As a sign of just how sick the housing market really is, almost all (that is nearly 100%) of the mortgages issued last quarter were insured by the government under Fannie, Freddie and the FHA. In fact, FHA lending ($52.5 billion) actually exceeded the combined volume of government-supported Fannie Mae and Freddie Mac ($46 billion) in a home-lending market that's still a "government-financed market," David Stevens, the agency's head, said today at a conference in New York, citing research by consultant Potomac Partners. "This is a market purely on life support, sustained by the federal government," he said at the Mortgage Bankers Association conference. "Having FHA do this much volume is a sign of a very sick system." And you thought we were bearish on the real estate backdrop.
And the strains are not limited to the single-family market. Defaults on apartment-building mortgages held by U.S. banks climbed to a record 4.6 percent in the first quarter, doubling from a year ago.
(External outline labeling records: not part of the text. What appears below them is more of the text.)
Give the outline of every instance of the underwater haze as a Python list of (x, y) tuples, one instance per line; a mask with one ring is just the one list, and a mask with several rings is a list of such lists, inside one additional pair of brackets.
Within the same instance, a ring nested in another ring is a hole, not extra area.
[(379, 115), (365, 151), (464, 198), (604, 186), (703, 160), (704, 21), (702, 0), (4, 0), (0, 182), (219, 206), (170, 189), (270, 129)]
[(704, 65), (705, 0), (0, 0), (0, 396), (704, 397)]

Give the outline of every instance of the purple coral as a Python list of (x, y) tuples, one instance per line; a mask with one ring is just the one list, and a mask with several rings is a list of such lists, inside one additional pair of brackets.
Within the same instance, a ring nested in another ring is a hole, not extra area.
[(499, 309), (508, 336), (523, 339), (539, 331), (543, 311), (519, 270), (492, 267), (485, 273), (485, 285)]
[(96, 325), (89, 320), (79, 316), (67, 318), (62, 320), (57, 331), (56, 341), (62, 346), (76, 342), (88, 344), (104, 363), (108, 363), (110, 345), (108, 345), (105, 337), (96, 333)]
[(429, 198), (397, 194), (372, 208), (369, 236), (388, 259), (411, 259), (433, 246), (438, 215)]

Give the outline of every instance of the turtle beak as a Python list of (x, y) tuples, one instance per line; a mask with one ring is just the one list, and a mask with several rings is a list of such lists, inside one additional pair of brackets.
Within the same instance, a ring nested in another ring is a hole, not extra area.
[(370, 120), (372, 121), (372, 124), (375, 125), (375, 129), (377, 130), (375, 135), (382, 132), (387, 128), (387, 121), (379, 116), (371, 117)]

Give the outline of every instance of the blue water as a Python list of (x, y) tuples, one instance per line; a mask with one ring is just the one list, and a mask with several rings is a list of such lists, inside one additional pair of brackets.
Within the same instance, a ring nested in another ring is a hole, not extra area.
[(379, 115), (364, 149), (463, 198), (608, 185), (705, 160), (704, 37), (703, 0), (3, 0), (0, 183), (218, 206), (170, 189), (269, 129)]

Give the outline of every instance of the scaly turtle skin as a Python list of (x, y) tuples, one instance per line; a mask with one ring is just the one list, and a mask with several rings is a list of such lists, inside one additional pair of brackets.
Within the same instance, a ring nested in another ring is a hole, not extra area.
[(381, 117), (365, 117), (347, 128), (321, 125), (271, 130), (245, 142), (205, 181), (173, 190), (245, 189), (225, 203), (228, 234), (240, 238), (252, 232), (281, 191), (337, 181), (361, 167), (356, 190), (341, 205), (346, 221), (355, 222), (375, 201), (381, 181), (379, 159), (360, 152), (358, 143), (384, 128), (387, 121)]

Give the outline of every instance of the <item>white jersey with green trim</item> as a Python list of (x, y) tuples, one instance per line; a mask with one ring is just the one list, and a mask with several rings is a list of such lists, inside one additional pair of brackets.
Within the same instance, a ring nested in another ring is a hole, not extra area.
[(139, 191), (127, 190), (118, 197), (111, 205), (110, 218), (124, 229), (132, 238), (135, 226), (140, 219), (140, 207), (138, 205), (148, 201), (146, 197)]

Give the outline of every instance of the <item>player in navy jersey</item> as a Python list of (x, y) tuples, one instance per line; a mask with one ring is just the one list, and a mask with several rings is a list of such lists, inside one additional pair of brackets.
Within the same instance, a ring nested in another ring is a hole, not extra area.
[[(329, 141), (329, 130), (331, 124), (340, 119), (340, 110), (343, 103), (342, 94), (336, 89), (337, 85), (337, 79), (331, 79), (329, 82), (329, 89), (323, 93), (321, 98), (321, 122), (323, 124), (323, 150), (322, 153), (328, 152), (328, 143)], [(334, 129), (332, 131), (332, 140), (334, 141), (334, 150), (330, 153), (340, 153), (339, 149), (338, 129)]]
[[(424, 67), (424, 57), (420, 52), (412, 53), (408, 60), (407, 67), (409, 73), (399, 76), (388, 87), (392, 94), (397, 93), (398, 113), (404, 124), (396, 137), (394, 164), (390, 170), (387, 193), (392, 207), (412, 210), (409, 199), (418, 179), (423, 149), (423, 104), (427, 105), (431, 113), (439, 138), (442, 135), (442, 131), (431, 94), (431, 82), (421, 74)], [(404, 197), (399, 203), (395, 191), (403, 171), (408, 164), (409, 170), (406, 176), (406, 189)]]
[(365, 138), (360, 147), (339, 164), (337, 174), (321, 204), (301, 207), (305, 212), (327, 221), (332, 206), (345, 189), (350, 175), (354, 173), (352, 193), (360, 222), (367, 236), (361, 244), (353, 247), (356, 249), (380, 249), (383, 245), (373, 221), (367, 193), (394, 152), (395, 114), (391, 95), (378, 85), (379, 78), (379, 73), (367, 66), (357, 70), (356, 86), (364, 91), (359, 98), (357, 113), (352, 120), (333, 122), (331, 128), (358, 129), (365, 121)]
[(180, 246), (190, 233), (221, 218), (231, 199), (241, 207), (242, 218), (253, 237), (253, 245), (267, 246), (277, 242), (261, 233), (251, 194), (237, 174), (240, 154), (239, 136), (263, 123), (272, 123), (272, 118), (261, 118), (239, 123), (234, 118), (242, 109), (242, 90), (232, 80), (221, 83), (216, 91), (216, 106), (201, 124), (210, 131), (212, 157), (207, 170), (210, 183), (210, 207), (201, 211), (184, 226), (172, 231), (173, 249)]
This already exceeds the 3.4% S&L-induced peak seen in 1993.
THE CHICAGO BULLS?
The Chicago national activity index improved to +0.29 in April from +0.13 in March — the best tally since December 2006 and the first back-to-back positive readings since the opening months of 2007. The Chicago Fed suggests that we concentrate on the three-month smoothed index, which went from -0.09 in March to -0.03 in April — still underscoring a below-average pace of growth but you still have to go back to February 2007 to see the last time that the index was this “strong”.
Production and income are on an improving trend but we do see that the sales component has slowed for two months in a row. Not only that, but the consumption and housing segment actually fell to a three-month low and at -0.41 is actually still lower today than it was at the depths of the past five recessions (as the chart below illustrates). One has to wonder what happens once the inventory cycle runs its course and the production index stops proving support.